煙草に火を点けながら、チラリと私を見るデスマスクさんの瞳は鋭いままだ。
態度は砕けていても、警戒心は解かれていないと分かる。


「本当に知らないのですか?」
「あぁ、仲が良かったとは言え、それ程の深い付き合いではなかったしな。」
「本当にか? 彼女の……、例えば恋人の事とか、聞いた事はなかったか?」
「恋人ねぇ。んなモン、いた事さえ知らねぇぞ。」


デスマスクさんの言葉に、他の二人も同意の意を籠めて頷く。
それを受けて、私とアイオリアは視線を交わした。


彼等は何かを知っている。
これは確かな事だが、その内容を問い質す事は極めて難しいだろう。
この一癖も二癖もある三人が、そう簡単に口を割るとは思えない。
例え、それが姉さんの死に直接関係ない事だとしても、彼等は容易には教えてくれないだろう事を、私達は瞬時に理解していた。


「そうか。スマン、邪魔したな。行こう、浅海。」
「でも……。」
「いいから、行くぞ。」


立ち上がったアイオリアに促され、私は後ろ髪を引かれつつ双魚宮を後にした。
聞きたい事は沢山あった。
何でも良い、姉さんに関わる事を少しでも。
彼等なら、何がしかの話を持っていただろうに。


「今は、止めておいた方が良い。
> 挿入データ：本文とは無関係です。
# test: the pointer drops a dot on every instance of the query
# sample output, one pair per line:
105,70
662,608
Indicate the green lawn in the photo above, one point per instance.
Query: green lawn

」
「アイオリア?」


外に出たところで、アイオリアが私の肩をポンと一つ叩いて、そう呟く。
私を見下ろす緑の瞳には、何か考えがあるのだろう。
瞳の奥に深く、微かな光が輝いている。


「もう少し待とう。時間が経てば、向こうから何か言ってくるかもしれん。」
「そう、なの?」


見上げた私に、アイオリアはゆっくりと頷く。
そんな彼を見て、私は小さく溜息を吐くと、「分かった。」と答えて、目の前の階段を下り始めた。